Уэллс заметно напрягся.
– А что? – спросил он разом посуровевшим голосом.
– Вы меня простите, – промолвил Стейнз. – Может, оно несущественно, я просто спрашиваю, потому что… ну, в общем, месяц назад мистер Карвер взял ваше имя… на один только день… и так и не сказал мне зачем и почему.
Уэллс сжал кулаки:
– А этот Карвер, он вам кто?
– Я его почти не знаю, – отозвался Стейнз, отступая на шаг. – Он ссудил мне денег, вот и все.
– Что еще за деньги? Сколько?
– Восемь фунтов, – не утаил Стейнз.
– Что?
– Восемь. Восемь фунтов, – повторил юноша.
Уэллс надвинулся на него:
– Он вам друг, что ли?
– Вовсе нет, – заверил Стейнз, снова отступая. – Позже я выяснил, что он бывший заключенный, что он на каторге отбыл десять лет… да только поздно. Я все уже подписал.
– Что подписали?
– Договор о финансовой помощи, – объяснил Стейнз.
– А он небось мое имя поставил.
– Нет. – Стейнз поднял руки. – Он просто им назвался – вашим именем, в смысле… но я не знаю зачем. Послушайте, мне страшно жаль, что я вас так расстроил…
– Это был он, – объяснил Кросби Уэллс. – Это он украл мои документы. Обманом присвоил все мое состояние в чистом золоте. Настроил против меня мою законную жену. Он отнял мое имя и мои деньги и жизнь тоже попытался отнять – да только фокус не сработал, так? Я выкарабкался. И вот я здесь. Работаю за гроши, с хлеба на воду перебиваюсь, да еще то и дело через плечо оглядываюсь, удара из-за угла боюсь – того гляди с ума сойду. Вот это, – он указал на самородок, – все, что у меня осталось.
– А почему вы не обратитесь в полицию? – спросил Стейнз. – Судя по вашему рассказу, оснований у вас достаточно.
Уэллс надолго умолк. А затем спросил:
– А где он?
– Думаю, что по-прежнему в Данидине.
– Вы уверены?
– Ну, сколько-то, – отвечал Стейнз. – У меня его адрес есть; я должен написать ему, как только обзаведусь своим первым предприятием.
– Вы его партнер! – сплюнул Уэллс.
– Нет. Я ему обязан, вот и все. Он дал мне восемь фунтов, а я в свою очередь должен приумножить его вложение.
– Вы его партнер. Вы на него работаете.
– Послушайте, – запротестовал Стейнз, вновь не на шутку встревожившись, – какое бы зло мистер Карвер вам ни причинил, мистер Уэллс, мне о том ничего не ведомо, равно как и о причинах. Честно. Да если бы я хоть что-то знал, я б ни за что не стал упоминать при вас его имя, верно? Я бы придержал язык за зубами.

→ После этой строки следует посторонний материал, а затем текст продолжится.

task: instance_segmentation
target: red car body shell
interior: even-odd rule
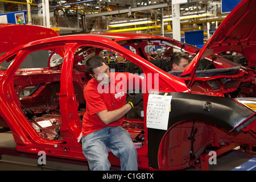
[[[237,7],[234,11],[229,15],[229,17],[233,17],[233,14],[236,14],[237,11],[239,11],[240,7],[241,7],[241,8],[243,10],[245,4],[251,3],[251,2],[253,1],[243,1],[238,6],[238,7]],[[246,7],[249,7],[249,6]],[[22,27],[23,26],[20,26],[20,27]],[[10,26],[10,27],[11,27],[11,26]],[[37,28],[33,27],[32,28],[36,30]],[[0,26],[0,31],[1,30],[1,27]],[[220,31],[221,30],[216,31],[217,35]],[[197,121],[194,127],[197,129],[197,133],[195,136],[196,142],[195,142],[193,145],[196,159],[200,158],[207,146],[209,145],[212,147],[220,147],[223,143],[228,145],[229,143],[233,142],[242,144],[256,145],[255,135],[255,134],[253,134],[253,131],[254,131],[256,126],[255,111],[245,107],[232,98],[228,99],[223,97],[224,94],[227,93],[235,92],[237,90],[237,86],[241,84],[243,84],[245,81],[251,82],[252,84],[255,84],[255,72],[249,68],[245,70],[247,68],[241,66],[243,68],[243,69],[240,69],[237,73],[225,76],[225,79],[233,79],[236,81],[233,84],[235,84],[234,85],[232,85],[229,88],[223,86],[223,88],[220,88],[215,92],[213,92],[212,89],[208,87],[208,86],[206,85],[204,82],[210,79],[214,78],[214,80],[218,80],[223,78],[224,78],[223,75],[214,76],[213,78],[207,77],[196,78],[193,76],[195,72],[195,67],[198,64],[199,60],[202,57],[203,55],[205,53],[205,51],[207,48],[207,46],[213,46],[213,52],[217,52],[217,51],[215,51],[217,48],[215,48],[214,47],[215,44],[208,43],[200,51],[199,48],[192,46],[171,39],[148,35],[95,34],[58,36],[57,34],[55,34],[57,36],[52,36],[55,37],[52,37],[52,35],[54,35],[54,33],[45,34],[42,37],[40,37],[40,39],[38,39],[38,40],[36,40],[36,38],[39,37],[31,37],[31,39],[24,40],[25,42],[23,42],[24,44],[22,43],[22,41],[18,42],[16,44],[19,46],[11,47],[13,48],[11,51],[0,57],[1,61],[2,63],[14,55],[16,55],[13,61],[14,63],[11,64],[6,71],[0,72],[0,89],[2,90],[0,95],[1,101],[0,115],[2,117],[1,123],[7,123],[6,126],[10,127],[11,129],[15,142],[16,143],[18,151],[33,154],[38,154],[40,151],[44,151],[47,155],[53,157],[86,161],[86,159],[82,152],[81,144],[79,143],[79,140],[81,133],[81,121],[80,119],[81,115],[80,113],[77,111],[77,100],[82,100],[82,98],[80,98],[79,96],[75,94],[75,91],[80,90],[81,92],[82,90],[82,92],[86,82],[86,81],[81,82],[81,80],[82,80],[81,77],[85,77],[86,73],[84,72],[79,72],[73,69],[74,65],[76,68],[80,68],[77,63],[76,62],[76,57],[74,57],[74,54],[76,50],[80,47],[79,46],[82,45],[104,48],[111,50],[113,52],[118,53],[119,55],[128,60],[132,60],[134,63],[142,68],[144,74],[158,73],[159,75],[158,91],[164,93],[168,93],[172,95],[174,102],[174,106],[175,106],[176,104],[177,108],[178,107],[182,108],[183,104],[184,104],[183,106],[184,105],[189,106],[188,107],[188,112],[181,109],[180,110],[183,113],[180,113],[180,115],[178,115],[180,118],[183,118],[180,120],[176,119],[175,115],[170,115],[171,119],[169,121],[168,129],[167,131],[163,131],[160,130],[148,129],[146,125],[146,117],[144,117],[142,120],[127,119],[129,122],[141,126],[144,131],[143,144],[141,147],[137,148],[138,162],[139,169],[176,170],[184,169],[191,166],[196,166],[195,163],[192,162],[191,157],[189,156],[191,143],[191,140],[188,140],[188,137],[190,136],[191,126],[194,120]],[[210,40],[214,39],[214,35]],[[44,36],[48,36],[48,38],[41,39],[41,38],[44,38]],[[222,37],[222,36],[221,37]],[[48,38],[49,37],[51,38]],[[183,46],[186,47],[188,52],[195,53],[199,52],[189,67],[183,74],[183,75],[190,75],[191,76],[179,77],[171,75],[137,54],[131,52],[127,52],[127,49],[121,46],[120,44],[122,44],[122,43],[120,43],[126,42],[129,40],[134,40],[134,42],[131,43],[127,42],[123,45],[133,44],[134,47],[136,48],[136,44],[134,43],[136,42],[136,40],[147,40],[145,43],[142,41],[142,44],[148,44],[148,40],[166,40],[171,41],[173,45],[180,47],[182,47],[181,45],[183,45]],[[63,64],[61,69],[52,70],[49,67],[41,69],[26,69],[24,71],[22,69],[18,69],[19,66],[29,51],[34,51],[40,49],[43,49],[49,46],[61,47],[61,46],[64,44],[65,47],[65,52],[62,48],[57,48],[55,50],[56,52],[63,56]],[[6,47],[6,49],[9,49],[11,47]],[[2,48],[3,50],[7,51],[4,49],[4,47],[2,47]],[[221,49],[221,50],[222,49]],[[251,61],[250,63],[252,64]],[[222,64],[221,67],[220,66],[220,67],[228,68],[234,67],[235,65],[234,63],[228,61],[225,61]],[[56,126],[59,126],[57,125],[59,125],[59,121],[61,121],[61,125],[60,126],[62,135],[61,140],[49,140],[42,137],[42,135],[40,135],[40,134],[42,134],[42,133],[39,134],[35,131],[19,106],[21,102],[26,104],[27,106],[31,104],[32,107],[34,103],[39,102],[38,100],[42,99],[43,101],[43,99],[47,99],[48,96],[46,93],[46,95],[41,96],[41,97],[32,96],[21,98],[20,100],[17,99],[21,90],[26,85],[34,85],[38,82],[47,83],[53,81],[60,82],[59,92],[57,92],[56,93],[59,97],[61,117],[59,117],[58,119],[56,119],[54,114],[52,114],[52,118],[56,120],[55,122]],[[74,83],[76,85],[76,87],[73,86]],[[203,84],[205,86],[202,87],[201,85],[203,85],[199,84]],[[15,85],[15,88],[13,85]],[[44,86],[44,87],[40,87],[40,89],[44,89],[46,85]],[[242,89],[246,90],[244,91],[245,92],[250,93],[251,92],[254,93],[255,97],[256,94],[255,86],[254,87],[243,88]],[[40,89],[36,92],[39,93]],[[48,89],[51,89],[48,88]],[[201,96],[199,96],[199,95]],[[36,96],[36,94],[35,96]],[[180,98],[181,96],[187,99],[184,102],[180,102],[181,101]],[[44,97],[43,99],[42,97]],[[198,100],[193,100],[193,98],[197,98],[198,97],[199,97]],[[239,110],[244,113],[244,115],[241,117],[239,119],[237,119],[239,121],[235,121],[233,122],[232,119],[228,119],[227,117],[224,117],[223,121],[221,120],[220,119],[220,116],[216,115],[215,113],[215,114],[209,114],[209,115],[206,115],[205,117],[205,113],[203,113],[205,110],[205,107],[202,109],[201,111],[200,111],[201,113],[197,114],[195,114],[195,113],[188,112],[188,110],[190,110],[189,108],[193,107],[192,103],[197,103],[199,102],[197,101],[200,100],[204,101],[205,100],[212,98],[212,97],[218,98],[216,100],[213,99],[211,101],[211,103],[213,104],[213,107],[214,107],[214,104],[218,105],[217,111],[221,111],[221,109],[225,109],[225,108],[220,106],[221,104],[227,104],[227,105],[228,104],[230,107],[228,107],[227,110],[230,113],[227,114],[230,114],[230,115],[228,115],[228,117],[232,118],[233,119],[232,117],[237,116],[234,113],[239,113]],[[146,93],[144,93],[143,110],[144,115],[147,114],[146,104],[148,97],[148,92],[147,91]],[[175,100],[177,102],[175,102]],[[230,104],[230,103],[231,104]],[[236,105],[234,107],[236,108],[234,109],[234,111],[232,111],[230,109],[232,107],[232,104]],[[200,106],[199,104],[199,106]],[[195,105],[195,108],[197,108],[197,106]],[[200,108],[200,107],[199,106],[198,108]],[[174,109],[175,109],[174,107]],[[177,110],[177,113],[179,112],[179,110]],[[184,115],[183,118],[181,116],[183,114]],[[188,117],[185,117],[186,115]],[[207,120],[205,117],[207,118],[208,117],[212,117],[212,119],[205,121]],[[220,120],[218,121],[217,120],[219,119]],[[225,119],[226,119],[225,120]],[[47,119],[51,119],[51,117],[48,116]],[[51,127],[48,129],[49,130],[54,130]],[[142,131],[142,130],[134,128],[127,128],[126,129],[131,134],[133,139],[134,139]],[[250,131],[253,131],[250,135],[246,134],[246,133],[245,132],[250,132]],[[233,131],[237,132],[237,134],[234,135]],[[63,142],[65,142],[63,143]],[[64,150],[63,147],[65,147],[66,150]],[[119,159],[111,152],[109,152],[109,158],[112,165],[119,165]]]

Уэллс не ответил ни словом. Некоторое время собеседники внимательно изучали друг друга. Наконец Стейнз объявил:
– Я сделаю, что вы просите. Я отнесу ваш самородок в банк.

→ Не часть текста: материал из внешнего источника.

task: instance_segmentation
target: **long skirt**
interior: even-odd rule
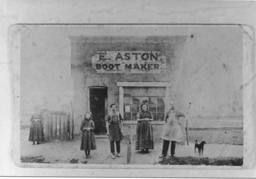
[[[150,121],[138,123],[136,139],[135,150],[154,149],[153,130]]]
[[[45,140],[44,133],[44,126],[41,122],[37,121],[30,127],[29,141],[44,141]]]
[[[182,142],[184,140],[183,133],[178,123],[164,124],[161,139],[176,142]]]
[[[83,131],[81,139],[81,146],[80,150],[95,150],[97,148],[94,134],[91,131]]]

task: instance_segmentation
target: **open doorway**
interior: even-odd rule
[[[106,133],[105,116],[108,113],[108,88],[101,86],[89,87],[89,109],[95,124],[94,132],[97,135]]]

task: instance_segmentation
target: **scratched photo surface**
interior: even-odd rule
[[[242,167],[242,29],[19,26],[20,166]]]

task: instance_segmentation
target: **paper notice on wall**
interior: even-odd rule
[[[124,105],[124,111],[125,113],[131,112],[131,108],[130,108],[130,105]]]

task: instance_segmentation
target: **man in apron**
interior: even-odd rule
[[[115,145],[116,141],[117,156],[120,157],[121,154],[120,143],[123,140],[122,137],[122,121],[123,118],[121,114],[116,111],[117,106],[116,104],[111,104],[110,108],[112,111],[109,114],[106,119],[106,135],[109,136],[110,141],[110,150],[112,153],[112,159],[115,159]]]
[[[182,142],[183,133],[180,126],[180,117],[185,118],[185,115],[175,108],[175,104],[173,101],[170,104],[170,109],[167,113],[165,123],[164,124],[163,131],[161,135],[161,139],[163,139],[163,150],[162,155],[159,158],[166,156],[170,141],[170,154],[172,156],[175,156],[175,146],[177,142]]]

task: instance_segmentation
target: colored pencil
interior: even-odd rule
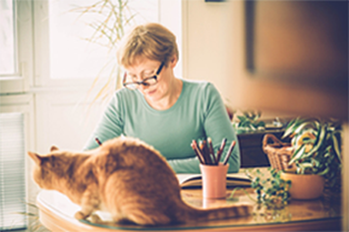
[[[228,152],[227,152],[227,155],[226,155],[226,158],[225,158],[225,161],[223,161],[223,164],[225,164],[225,165],[228,163],[229,157],[230,157],[230,154],[231,154],[231,152],[232,152],[232,149],[235,148],[236,143],[237,143],[236,141],[232,141],[232,142],[231,142],[231,144],[230,144],[230,147],[229,147],[229,150],[228,150]]]
[[[215,163],[215,164],[218,164],[218,163],[217,163],[217,160],[216,160],[216,157],[215,157],[215,150],[213,150],[213,145],[212,145],[212,140],[211,140],[211,138],[208,138],[208,139],[207,139],[207,142],[208,142],[209,152],[210,152],[210,155],[212,157],[213,163]]]
[[[223,153],[226,143],[227,143],[227,139],[225,138],[225,139],[222,140],[222,143],[220,144],[220,148],[219,148],[218,152],[217,152],[217,160],[216,160],[217,165],[219,164],[220,157],[221,157],[222,153]]]
[[[98,138],[96,138],[94,140],[96,140],[96,142],[97,142],[99,145],[102,144],[101,141],[100,141]]]
[[[197,157],[198,157],[200,163],[205,164],[206,161],[205,161],[205,159],[203,159],[203,157],[202,157],[200,150],[198,149],[198,143],[197,143],[197,141],[193,140],[193,141],[191,142],[191,148],[192,148],[192,150],[196,152],[196,154],[197,154]]]

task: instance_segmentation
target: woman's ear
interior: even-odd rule
[[[51,149],[50,149],[50,151],[52,152],[52,151],[58,151],[59,149],[56,147],[56,145],[52,145],[51,147]]]
[[[170,67],[171,67],[172,69],[176,67],[177,61],[178,61],[177,56],[173,54],[173,57],[170,59]]]

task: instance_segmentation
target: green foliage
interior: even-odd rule
[[[93,89],[104,70],[111,70],[104,85],[97,93],[94,101],[99,98],[108,100],[116,89],[121,88],[121,69],[118,65],[116,53],[124,31],[134,24],[137,12],[129,7],[129,0],[96,0],[91,6],[74,7],[69,12],[78,12],[79,18],[89,14],[93,21],[87,24],[93,29],[90,38],[84,40],[107,47],[112,58],[107,61],[104,67],[96,77],[91,89]]]
[[[257,131],[265,130],[266,123],[260,119],[260,111],[245,111],[242,115],[237,115],[238,121],[232,122],[237,131]]]
[[[291,181],[280,178],[280,171],[269,168],[270,176],[265,176],[259,169],[255,170],[251,188],[257,193],[257,202],[268,208],[282,209],[290,201]]]
[[[313,173],[328,180],[341,170],[341,125],[336,120],[297,118],[288,123],[283,138],[290,137],[297,173]]]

Глава, в которой Карвер приступает к поискам Кросби Уэллса; Эдгар Клинч предлагает свои услуги, а Анна Уэдерелл укрепляется в своем намерении.

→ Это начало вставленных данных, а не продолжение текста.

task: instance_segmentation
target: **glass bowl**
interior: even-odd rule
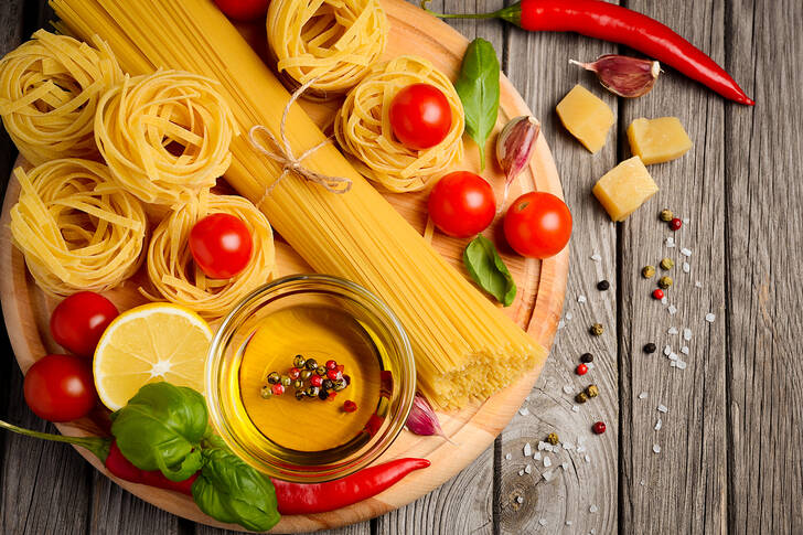
[[[239,395],[238,371],[244,349],[261,320],[299,306],[347,311],[379,349],[382,394],[371,425],[347,447],[321,451],[287,449],[256,427]],[[416,368],[404,328],[373,293],[338,277],[297,275],[258,288],[224,318],[206,360],[205,390],[212,424],[237,456],[271,477],[314,483],[343,478],[367,467],[393,443],[413,406]]]

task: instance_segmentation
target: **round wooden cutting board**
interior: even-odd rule
[[[465,39],[447,24],[404,0],[383,0],[383,7],[392,24],[386,56],[417,54],[427,57],[453,79],[460,68],[462,54],[468,44]],[[256,50],[264,49],[265,38],[261,25],[244,26],[240,28],[240,31],[250,40]],[[260,50],[260,52],[264,51]],[[332,105],[304,104],[304,107],[322,128],[328,128],[331,124]],[[520,115],[531,115],[531,111],[515,88],[503,77],[497,129],[510,118]],[[494,137],[491,138],[486,153],[489,169],[482,174],[493,184],[497,199],[501,200],[504,179],[501,171],[495,168],[494,139]],[[465,154],[460,169],[479,172],[478,149],[472,141],[465,141]],[[22,161],[18,163],[25,164]],[[543,136],[538,139],[529,168],[518,178],[511,192],[511,199],[515,199],[522,191],[532,190],[547,191],[563,197],[560,180]],[[62,350],[51,339],[47,328],[50,312],[56,300],[45,297],[36,288],[25,269],[22,255],[11,245],[9,211],[17,202],[18,195],[19,183],[12,178],[0,218],[0,274],[2,274],[0,295],[9,338],[20,367],[25,372],[36,359]],[[386,197],[415,228],[424,232],[427,223],[427,192],[387,194]],[[500,247],[518,286],[515,302],[504,309],[504,312],[542,345],[549,347],[563,309],[568,272],[568,249],[543,263],[525,260],[506,248],[500,223],[501,217],[497,217],[485,234]],[[465,239],[449,238],[437,232],[432,239],[433,247],[463,274],[465,270],[462,267],[462,249],[465,243]],[[309,266],[280,240],[277,243],[277,263],[279,276],[311,271]],[[140,275],[135,277],[135,280],[127,281],[122,287],[108,292],[108,297],[121,310],[139,304],[142,302],[142,298],[137,288],[141,283],[146,283],[146,281]],[[532,389],[543,365],[543,362],[538,363],[532,373],[482,405],[470,406],[459,413],[440,414],[443,430],[453,443],[438,437],[418,437],[403,431],[381,459],[381,461],[386,461],[403,456],[426,457],[432,462],[430,468],[414,472],[386,492],[350,507],[324,514],[285,516],[274,532],[310,532],[365,521],[402,507],[441,485],[470,464],[493,442]],[[101,434],[106,432],[107,415],[107,411],[97,409],[92,417],[76,422],[61,424],[57,427],[64,435]],[[92,454],[81,448],[78,451],[98,470],[115,479]],[[204,524],[239,529],[238,526],[224,525],[205,516],[188,496],[117,479],[115,481],[142,500],[173,514]]]

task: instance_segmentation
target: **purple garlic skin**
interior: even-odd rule
[[[535,117],[523,115],[510,120],[496,138],[496,161],[505,173],[505,192],[499,205],[501,212],[506,202],[511,183],[529,163],[535,142],[540,133],[540,122]]]
[[[595,72],[602,87],[625,98],[635,98],[650,93],[661,74],[661,64],[656,61],[618,54],[599,56],[592,63],[580,63],[575,60],[569,60],[569,63]]]

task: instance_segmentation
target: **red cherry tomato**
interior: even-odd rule
[[[51,315],[51,334],[58,345],[79,356],[92,356],[117,307],[94,291],[79,291],[60,302]]]
[[[429,216],[449,236],[464,238],[485,229],[496,213],[493,190],[469,171],[449,173],[429,194]]]
[[[549,258],[566,247],[571,236],[571,213],[552,193],[529,192],[516,199],[505,215],[505,237],[516,253]]]
[[[33,363],[23,392],[31,410],[50,421],[83,418],[97,403],[90,364],[75,355],[47,355]]]
[[[443,141],[451,128],[451,108],[443,93],[429,84],[413,84],[390,103],[390,127],[396,138],[416,150]]]
[[[215,0],[223,14],[236,21],[248,22],[268,12],[268,0]]]
[[[190,231],[190,252],[201,270],[213,279],[231,279],[248,266],[254,242],[239,217],[212,214]]]

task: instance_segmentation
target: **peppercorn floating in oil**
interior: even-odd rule
[[[304,370],[301,370],[302,367]],[[279,375],[278,372],[268,374],[259,395],[264,399],[270,399],[274,396],[280,396],[285,393],[285,388],[292,386],[296,399],[299,402],[307,398],[331,400],[338,392],[345,389],[351,383],[351,378],[343,375],[344,370],[345,366],[338,364],[338,361],[333,359],[326,361],[325,365],[319,366],[314,359],[296,355],[292,366],[286,375]],[[280,389],[272,388],[271,385],[279,386]]]

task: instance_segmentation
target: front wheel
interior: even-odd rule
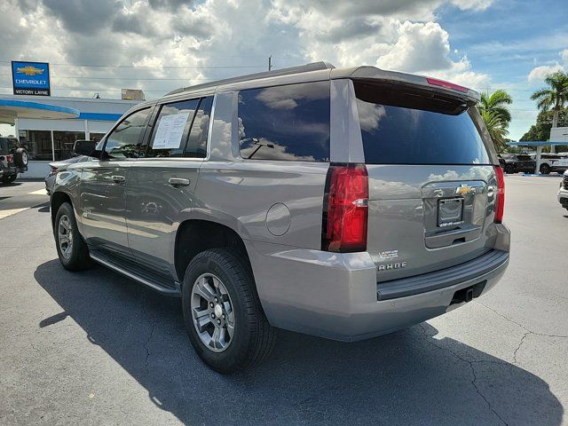
[[[57,210],[53,233],[57,254],[65,269],[84,271],[91,267],[89,248],[79,233],[73,207],[68,202]]]
[[[184,277],[182,305],[193,349],[219,373],[257,364],[274,345],[275,330],[264,316],[242,256],[224,248],[198,254]]]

«Добрый путь» переправился через Хокитикскую отмель на высшей точке прилива. Капитану Карверу потребовалось около часа, чтобы провести корабль в устье реки: сразу несколько судов снялись с якоря, и, чтобы подойти к пристани, ему пришлось дожидаться сигнала с набережной Гибсона. У Анны Уэдерелл, одиноко стоящей на палубе, было достаточно времени, чтобы рассмотреть панораму во всех подробностях. Хокитика оказалась не так велика, как ей представлялось, и куда более открыта. В сравнении с Данидином, который запрятался в самом низу длинного рукава Отагской гавани, со всех сторон окруженный холмами, от близости Хокитики к океану просто дух захватывало. Домá в глазах Анны выглядели уныло и заброшенно, и даже гирлянды красных и желтых флажков, натянутые тут и там между крышами и под козырьками прибрежных гостиниц, смотрелись довольно жалко.
Резкое звяканье привлекло внимание девушки к набережной: на причале стоял рыжий усатый детина, размахивая медным ручным колоколом, и кричал что-то на ветер. Он явно рекламировал, но распевный перечень преимуществ совершенно тонул в трезвоне колокола, широкий купол которого легко вместил бы буханку, а язык брякал внутри, массивный и утолщенный, как брусок металла, рождая протяжный, скорбный звук, заглушаемый ветром и расстоянием.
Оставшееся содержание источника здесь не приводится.